The plaintiffs countered that CFMG is a provider of a public accommodation in that it “operates a professional office of health care provider, hospital, or other service establishment” within MCJ, which fits in the “services establishment” category of the ADA. Moreover, they argued CFMG is not insulated from liability under the ADA because its health care facilitates at MCJ are not open to the general public, as it is the “sole provider” of medical services at the jail.

The district court held that CFMG operates a place of public accommodation for purposes of the ADA. The “expansive purpose” of the ADA, the court wrote, is to reach all “critical areas” of society that persons with disabilities face, and two of those were involved in this case. Additionally, the same district court had recently ruled that a private provider of jail health care services could face claims for disability discrimination. See: Wilkens-Jones v. County of Alameda, 859 F.Supp.2d 1039 (N.D. Cal 2012). As such, the court denied the defendants’ motions to dismiss.

Previously, the district court had certified a class defined as “all adult men and women who are now, or will be in the future, incarcerated in the Monterey County Jail.” The court also certified a sub-class of “all qualified individuals with a disability, as that term is defined in 42 U.S.C. § 12102, 29 U.S.C. § 705(9)(B), and California Government Code § 12926(j) and (m), and who are now, or will be in the future, incarcerated in the Monterey County Jail.”

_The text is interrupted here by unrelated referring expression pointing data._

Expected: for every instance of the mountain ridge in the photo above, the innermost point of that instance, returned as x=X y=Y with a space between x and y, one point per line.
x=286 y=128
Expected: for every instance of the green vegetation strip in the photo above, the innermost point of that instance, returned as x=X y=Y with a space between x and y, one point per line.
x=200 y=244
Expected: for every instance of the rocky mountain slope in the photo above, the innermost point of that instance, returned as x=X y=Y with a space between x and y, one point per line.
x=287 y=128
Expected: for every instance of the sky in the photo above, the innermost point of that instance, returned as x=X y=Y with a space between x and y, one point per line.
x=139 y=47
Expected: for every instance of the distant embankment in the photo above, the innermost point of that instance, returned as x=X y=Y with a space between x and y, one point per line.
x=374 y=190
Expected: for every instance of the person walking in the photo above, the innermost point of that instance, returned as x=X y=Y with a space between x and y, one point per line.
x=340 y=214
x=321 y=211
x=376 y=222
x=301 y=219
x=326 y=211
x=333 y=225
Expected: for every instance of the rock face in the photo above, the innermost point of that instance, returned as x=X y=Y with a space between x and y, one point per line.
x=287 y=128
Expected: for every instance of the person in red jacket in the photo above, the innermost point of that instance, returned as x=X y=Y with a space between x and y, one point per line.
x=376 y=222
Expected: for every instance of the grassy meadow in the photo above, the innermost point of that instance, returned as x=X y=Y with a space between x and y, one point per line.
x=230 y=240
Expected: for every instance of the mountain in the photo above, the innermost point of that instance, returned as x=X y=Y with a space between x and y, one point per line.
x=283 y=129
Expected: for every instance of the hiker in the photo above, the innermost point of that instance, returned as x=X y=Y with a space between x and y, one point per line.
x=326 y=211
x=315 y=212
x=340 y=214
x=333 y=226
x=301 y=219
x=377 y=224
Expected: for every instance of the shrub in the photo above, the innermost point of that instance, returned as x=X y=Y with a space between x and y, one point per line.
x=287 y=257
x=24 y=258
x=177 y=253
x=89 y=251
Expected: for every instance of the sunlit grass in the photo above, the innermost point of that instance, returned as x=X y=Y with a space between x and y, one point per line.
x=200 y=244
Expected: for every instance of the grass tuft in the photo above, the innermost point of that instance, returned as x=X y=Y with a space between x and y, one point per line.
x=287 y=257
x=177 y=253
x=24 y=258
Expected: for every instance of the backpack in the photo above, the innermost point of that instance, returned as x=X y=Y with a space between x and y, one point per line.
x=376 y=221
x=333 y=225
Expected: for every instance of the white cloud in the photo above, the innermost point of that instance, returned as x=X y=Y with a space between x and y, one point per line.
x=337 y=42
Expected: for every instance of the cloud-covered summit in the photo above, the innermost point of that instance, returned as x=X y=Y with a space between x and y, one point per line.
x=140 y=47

The district court entered a preliminary injunction in April 2015, and the following month granted the parties’ stipulated motion for preliminary approval of a settlement in the class-action suit. The proposed settlement provides that the parties shall “develop Implementation Plans ... for improvement of care, services, programs, and activities at the Jail.” Those include intake screenings, such as screenings for TB and MRSA; infection control; detoxification; safety cells for prisoners with medical and mental health care needs; medication continuity for when prisoners enter the jail; staffing levels for both security and clinical staff; medical, mental health and dental treatment; violence reduction (which may include the installation of video cameras); and services for prisoners with disabilities.

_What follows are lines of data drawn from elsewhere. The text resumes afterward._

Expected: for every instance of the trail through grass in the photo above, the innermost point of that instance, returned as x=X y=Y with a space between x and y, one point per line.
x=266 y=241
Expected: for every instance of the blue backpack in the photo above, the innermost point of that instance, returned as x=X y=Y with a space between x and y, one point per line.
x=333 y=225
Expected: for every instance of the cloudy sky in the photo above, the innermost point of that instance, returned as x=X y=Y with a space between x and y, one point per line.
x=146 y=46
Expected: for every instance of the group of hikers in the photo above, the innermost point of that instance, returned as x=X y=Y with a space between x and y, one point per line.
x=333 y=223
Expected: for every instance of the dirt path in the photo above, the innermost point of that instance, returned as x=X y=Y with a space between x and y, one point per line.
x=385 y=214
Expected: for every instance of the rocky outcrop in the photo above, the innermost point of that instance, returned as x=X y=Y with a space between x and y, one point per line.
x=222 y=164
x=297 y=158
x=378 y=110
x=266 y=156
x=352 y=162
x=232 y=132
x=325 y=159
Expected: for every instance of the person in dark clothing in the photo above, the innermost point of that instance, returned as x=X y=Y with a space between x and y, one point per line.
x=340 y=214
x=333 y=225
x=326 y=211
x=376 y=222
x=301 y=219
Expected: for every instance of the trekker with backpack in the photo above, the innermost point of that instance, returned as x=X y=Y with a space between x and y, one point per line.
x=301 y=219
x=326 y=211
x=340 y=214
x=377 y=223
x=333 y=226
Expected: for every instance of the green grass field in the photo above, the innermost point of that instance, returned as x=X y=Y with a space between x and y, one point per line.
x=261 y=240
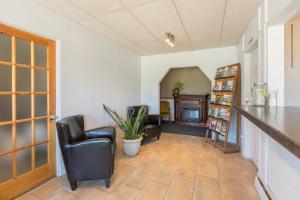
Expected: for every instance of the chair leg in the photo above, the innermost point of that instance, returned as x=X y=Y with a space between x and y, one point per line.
x=107 y=182
x=73 y=185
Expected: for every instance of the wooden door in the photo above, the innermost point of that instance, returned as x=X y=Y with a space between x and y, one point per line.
x=27 y=102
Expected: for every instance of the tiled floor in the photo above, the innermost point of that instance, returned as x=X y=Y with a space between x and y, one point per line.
x=175 y=167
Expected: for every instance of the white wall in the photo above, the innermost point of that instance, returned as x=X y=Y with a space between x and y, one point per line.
x=153 y=69
x=92 y=70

Further, “expert monitors will be retained to monitor Defendants’ compliance” with the terms of the settlement agreement with respect to medical, mental health and dental care, as well as ADA compliance and general conditions of confinement and security. The cost of the monitors will be paid by the defendants, who will also pay the plaintiffs’ attorney fees and costs in an amount not to exceed $4.8 million – and the defendants agreed “not to object to plaintiffs’ petition for fees and expenses up [to] that amount.” In addition, the plaintiffs may petition the court for up to $250,000 per year in additional fees and expenses for “monitoring work, inspections, negotiations, meet and confer processes, mediation, review of documents, and correspondence with class members.”

The settlement consists of a consent decree that will be enforceable by the district court for five years. A final approval hearing pursuant to F.R.C.P. Rule 23(e) was held on August 18, 2015, and the district court approved the settlement that day. The plaintiffs were represented by the law firm of Rosen Bien Galvan & Grunfeld LLP, and by the Office of the Public Defender for Monterey County, the ACLU National Prison Project and the ACLU of Northern California. See: Hernandez v. County of Monterey, U.S.D.C. (N.D. Cal.), Case No. 5:13-cv-02354-PSG; 2014 U.S. Dist. LEXIS 138247.